Hakikat, adalet ve toplumsal onarım
Cumartesi Anneleri’nin “Hakikat Komisyonu kurulsun” çağrısı, yalnızca adalet değil barış talebidir. İHD Eş Genel Başkanı Eren Keskin’in uyardığı “hasta mahpuslar” meselesi çözüme kavuşmadan barış toplumsallaşmaz. Karabük T Tipi’nde tahliyeleri ertelenen tutuklular sadece bir cezaevi gerçeği değildir; ülkenin adalet fotoğrafıdır. Siyasi mahpuslar, düşünce suçları, uzun tutukluluk… Bunlar sürerken “barış” sözü halkta karşılık bulmaz.
Alevi meselesi ve eşit yurttaşlık
Komisyonun yalnızca Kürt sorununa değil, Alevilerin eşit yurttaşlık taleplerine de eğilmesi gerekir. Çünkü bu sorun da, bu topraklarda direkt sömürgecilik sorunudur. Celal Fırat’ın belirttiği gibi, cemevlerinin ibadethane kabul edilmesi ve zorunlu din derslerinin kaldırılması, demokratikleşmenin olmazsa olmazı. Asimilasyon politikaları son bulmadıkça gerçek barış mümkün değildir. Barış, farklı inanç ve kimliklerin eşitlik içinde buluştuğu ortak bir yurttaşlık sözleşmesidir.
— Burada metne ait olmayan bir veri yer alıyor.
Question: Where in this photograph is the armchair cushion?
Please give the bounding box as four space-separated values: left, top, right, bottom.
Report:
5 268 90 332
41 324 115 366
Akademisyen Ferda Fahrioğlu’nun dediği gibi, sivil toplum “buyurun gelin” daveti beklemeden proaktif olmalı. Raporlar, saha gözlemleri, hak ihlalleri veri tabanları; komisyona ve topluma eşzamanlı akmalı. Toplumun barış talebi görünür kılınmadıkça, siyaset dar bir koridora sıkışır.
Komisyon tartışmaları yalnızca Kürtçe yasağıyla sınırlı değildir. Sürece dair farklı başlıklarda da dikkat çekici gelişmeler yaşandı. CHP’li Murat Bakan’ın “Suriye’de Kürtlerin özerkliği ülkemize zararlıdır” sözleri, CHP’nin devletçi ve inkârcı çizgiden kopmadığını gösterdi. Yine CHP’li Sezgin Tanrıkulu’nun “Gerçek anlamda barış istiyorsanız bürokratlarınıza iradenizi gösterin. Masalarında beyaz Toros resmi koyarak tehdit edenler karşılarında Meclis’i bulacaktır” sözleri, iktidarla arasına mesafe koyma çabasını yansıtsa da, CHP’nin bütünlüklü bir barış programı geliştiremediğini ortaya koydu.
Öte yandan, şu sıralar, DEM Partili belediyelere dokunmuyorlar, ama CHP’li belediyelere yönelik operasyonların “komisyonu işlevsizleştirdiği” tespiti, barışa değil baskıya dayalı bir siyasetin sürdüğünü kanıtladı. İHD Diyarbakır Şubesi’nin açıkladığı raporda ise yalnızca altı ayda Kürdistan kentlerinde 1820 hak ihlali yaşandığı kayda geçti. Bu tablo, barış iddiasının günlük hakikatlerle çeliştiğini göstermektedir.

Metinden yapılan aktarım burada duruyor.